Dépister les maladies rares chez les nouveau-nés, avant les premiers symptômes : le CHU de Dijon en fer de lance

Dépister les maladies rares chez les nouveau-nés : le CHU de Dijon en fer de lance

Le CHU de Dijon a récemment lancé la phase 2 de son programme de dépistage néonatal génomique, visant à détecter plus de 200 maladies génétiques rares chez les nourrissons et à engager un traitement avant l’apparition des premiers symptômes.
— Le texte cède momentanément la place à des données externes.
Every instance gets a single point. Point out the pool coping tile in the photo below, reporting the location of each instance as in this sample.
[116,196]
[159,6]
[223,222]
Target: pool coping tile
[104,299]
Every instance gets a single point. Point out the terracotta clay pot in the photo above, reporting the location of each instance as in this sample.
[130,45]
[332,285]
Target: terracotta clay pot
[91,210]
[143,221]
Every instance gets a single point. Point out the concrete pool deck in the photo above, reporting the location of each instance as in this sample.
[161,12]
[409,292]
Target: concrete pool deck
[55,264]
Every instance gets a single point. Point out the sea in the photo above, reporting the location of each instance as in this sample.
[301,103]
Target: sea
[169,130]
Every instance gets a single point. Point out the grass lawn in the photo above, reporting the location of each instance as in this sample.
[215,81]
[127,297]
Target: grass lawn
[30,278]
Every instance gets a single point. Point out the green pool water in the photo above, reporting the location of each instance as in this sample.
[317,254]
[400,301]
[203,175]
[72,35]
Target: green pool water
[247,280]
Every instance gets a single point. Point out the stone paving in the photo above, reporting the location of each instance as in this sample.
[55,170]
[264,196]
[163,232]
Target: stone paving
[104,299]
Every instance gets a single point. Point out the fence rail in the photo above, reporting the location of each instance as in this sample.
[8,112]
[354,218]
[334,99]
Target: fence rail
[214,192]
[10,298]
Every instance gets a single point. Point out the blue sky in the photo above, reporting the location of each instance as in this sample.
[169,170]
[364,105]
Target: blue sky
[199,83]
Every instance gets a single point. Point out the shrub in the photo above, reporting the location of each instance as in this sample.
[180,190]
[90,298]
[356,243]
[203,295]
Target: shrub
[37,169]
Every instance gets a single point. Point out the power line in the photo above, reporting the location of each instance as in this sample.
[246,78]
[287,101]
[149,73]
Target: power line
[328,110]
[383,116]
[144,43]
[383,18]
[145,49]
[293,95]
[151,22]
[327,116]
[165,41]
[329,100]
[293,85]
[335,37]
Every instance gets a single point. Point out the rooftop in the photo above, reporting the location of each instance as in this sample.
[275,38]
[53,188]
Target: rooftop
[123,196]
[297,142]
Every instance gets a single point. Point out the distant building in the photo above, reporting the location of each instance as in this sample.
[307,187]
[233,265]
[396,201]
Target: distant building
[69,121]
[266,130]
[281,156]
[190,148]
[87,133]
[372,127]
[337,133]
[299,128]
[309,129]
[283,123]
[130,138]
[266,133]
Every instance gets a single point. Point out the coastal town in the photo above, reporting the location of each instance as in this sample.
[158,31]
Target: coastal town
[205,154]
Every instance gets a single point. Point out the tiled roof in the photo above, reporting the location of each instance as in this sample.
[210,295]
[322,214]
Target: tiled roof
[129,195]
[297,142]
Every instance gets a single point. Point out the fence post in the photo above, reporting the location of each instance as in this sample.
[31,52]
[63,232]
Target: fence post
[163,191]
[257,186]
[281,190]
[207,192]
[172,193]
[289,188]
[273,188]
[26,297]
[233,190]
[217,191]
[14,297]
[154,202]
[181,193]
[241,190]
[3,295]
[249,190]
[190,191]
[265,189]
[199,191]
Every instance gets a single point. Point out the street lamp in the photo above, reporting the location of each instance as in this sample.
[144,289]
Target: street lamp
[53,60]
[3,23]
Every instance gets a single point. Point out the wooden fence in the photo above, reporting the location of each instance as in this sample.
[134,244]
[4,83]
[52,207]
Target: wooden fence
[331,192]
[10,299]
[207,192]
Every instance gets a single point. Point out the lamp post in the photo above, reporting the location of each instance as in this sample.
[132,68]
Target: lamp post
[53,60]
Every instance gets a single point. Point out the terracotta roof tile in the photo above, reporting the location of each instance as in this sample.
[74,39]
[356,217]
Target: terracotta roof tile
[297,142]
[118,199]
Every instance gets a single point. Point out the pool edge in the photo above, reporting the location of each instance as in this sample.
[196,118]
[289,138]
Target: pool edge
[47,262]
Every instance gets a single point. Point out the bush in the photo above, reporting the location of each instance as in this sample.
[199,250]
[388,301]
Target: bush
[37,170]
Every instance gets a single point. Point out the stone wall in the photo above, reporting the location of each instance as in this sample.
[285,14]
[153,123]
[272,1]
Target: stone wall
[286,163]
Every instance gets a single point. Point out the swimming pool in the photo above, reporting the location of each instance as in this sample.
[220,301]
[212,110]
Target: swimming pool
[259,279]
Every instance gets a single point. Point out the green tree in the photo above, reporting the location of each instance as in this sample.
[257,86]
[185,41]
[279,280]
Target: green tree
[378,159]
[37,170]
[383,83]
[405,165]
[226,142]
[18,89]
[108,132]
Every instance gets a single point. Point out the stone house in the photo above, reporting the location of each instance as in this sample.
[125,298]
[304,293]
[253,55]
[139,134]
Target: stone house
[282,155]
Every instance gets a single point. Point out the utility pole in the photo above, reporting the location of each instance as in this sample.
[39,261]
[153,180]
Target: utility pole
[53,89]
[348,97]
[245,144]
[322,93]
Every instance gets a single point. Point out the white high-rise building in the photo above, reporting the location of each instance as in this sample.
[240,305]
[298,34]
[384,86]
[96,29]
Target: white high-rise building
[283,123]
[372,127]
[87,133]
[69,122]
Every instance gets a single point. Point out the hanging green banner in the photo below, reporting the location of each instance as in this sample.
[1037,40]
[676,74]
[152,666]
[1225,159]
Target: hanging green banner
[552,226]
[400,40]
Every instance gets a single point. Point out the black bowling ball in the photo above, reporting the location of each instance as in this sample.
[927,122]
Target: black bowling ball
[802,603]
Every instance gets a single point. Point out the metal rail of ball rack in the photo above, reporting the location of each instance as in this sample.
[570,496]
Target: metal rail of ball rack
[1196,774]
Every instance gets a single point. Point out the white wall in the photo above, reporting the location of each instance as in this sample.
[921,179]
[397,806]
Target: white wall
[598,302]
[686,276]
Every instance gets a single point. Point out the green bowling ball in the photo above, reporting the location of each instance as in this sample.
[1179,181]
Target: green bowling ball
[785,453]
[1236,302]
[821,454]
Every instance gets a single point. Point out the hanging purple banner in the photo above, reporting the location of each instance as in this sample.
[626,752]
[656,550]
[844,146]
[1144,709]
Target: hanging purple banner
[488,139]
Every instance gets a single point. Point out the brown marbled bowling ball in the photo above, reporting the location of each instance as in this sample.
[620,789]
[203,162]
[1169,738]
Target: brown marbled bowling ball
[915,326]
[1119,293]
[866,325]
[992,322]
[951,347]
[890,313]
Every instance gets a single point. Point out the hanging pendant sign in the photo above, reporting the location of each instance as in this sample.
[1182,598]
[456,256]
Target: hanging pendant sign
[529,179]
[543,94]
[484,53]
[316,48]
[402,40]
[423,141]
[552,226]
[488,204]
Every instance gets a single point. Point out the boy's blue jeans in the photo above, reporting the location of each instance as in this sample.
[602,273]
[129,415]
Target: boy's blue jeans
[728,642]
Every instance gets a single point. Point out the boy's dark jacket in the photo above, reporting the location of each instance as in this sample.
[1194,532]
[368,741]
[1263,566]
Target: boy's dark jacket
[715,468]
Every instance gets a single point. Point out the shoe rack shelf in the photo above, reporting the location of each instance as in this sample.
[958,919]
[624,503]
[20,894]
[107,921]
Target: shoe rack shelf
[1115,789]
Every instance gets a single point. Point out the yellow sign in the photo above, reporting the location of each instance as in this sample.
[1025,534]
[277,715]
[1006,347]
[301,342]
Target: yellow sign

Le séquençage du génome humain devient de plus en plus accessible, coûtant moins de 200 euros. Ce projet, nommé PERIGENOMED, a pour objectif de systématiser le dépistage et le traitement des maladies rares dès la naissance. Après une première phase de faisabilité, le programme sera évalué sur cinq départements de Bourgogne-Franche-Comté : Côte-d’Or, Saône-et-Loire, Yonne, Doubs et Jura, et s’étendra sur une période de 18 mois.

De nombreuses maladies infantiles rares, bien que soignables, ne sont pas détectées à temps, entraînant une errance médicale pour les familles. Le projet PERIGENOMED vise une prise en charge précoce dans les 28 premiers jours de vie, avant l’apparition de symptômes, afin d’améliorer le pronostic des nourrissons.

Dans les 15 maternités participant à cette phase, le dépistage génomique sera proposé aux familles, idéalement dès la grossesse, et pourrait concerner environ 19 000 nouveau-nés. Ce dépistage s’ajoute au dépistage néonatal standard, sans nécessiter de prise de sang supplémentaire. Selon le professeur Christel Thauvin, chef du laboratoire de génétique médicale au CHU de Dijon, quelques gouttes de sang prélevées sur un buvard permettront de séquencer le génome et d’identifier des anomalies génétiques, avec des résultats attendus en moins de quatre semaines.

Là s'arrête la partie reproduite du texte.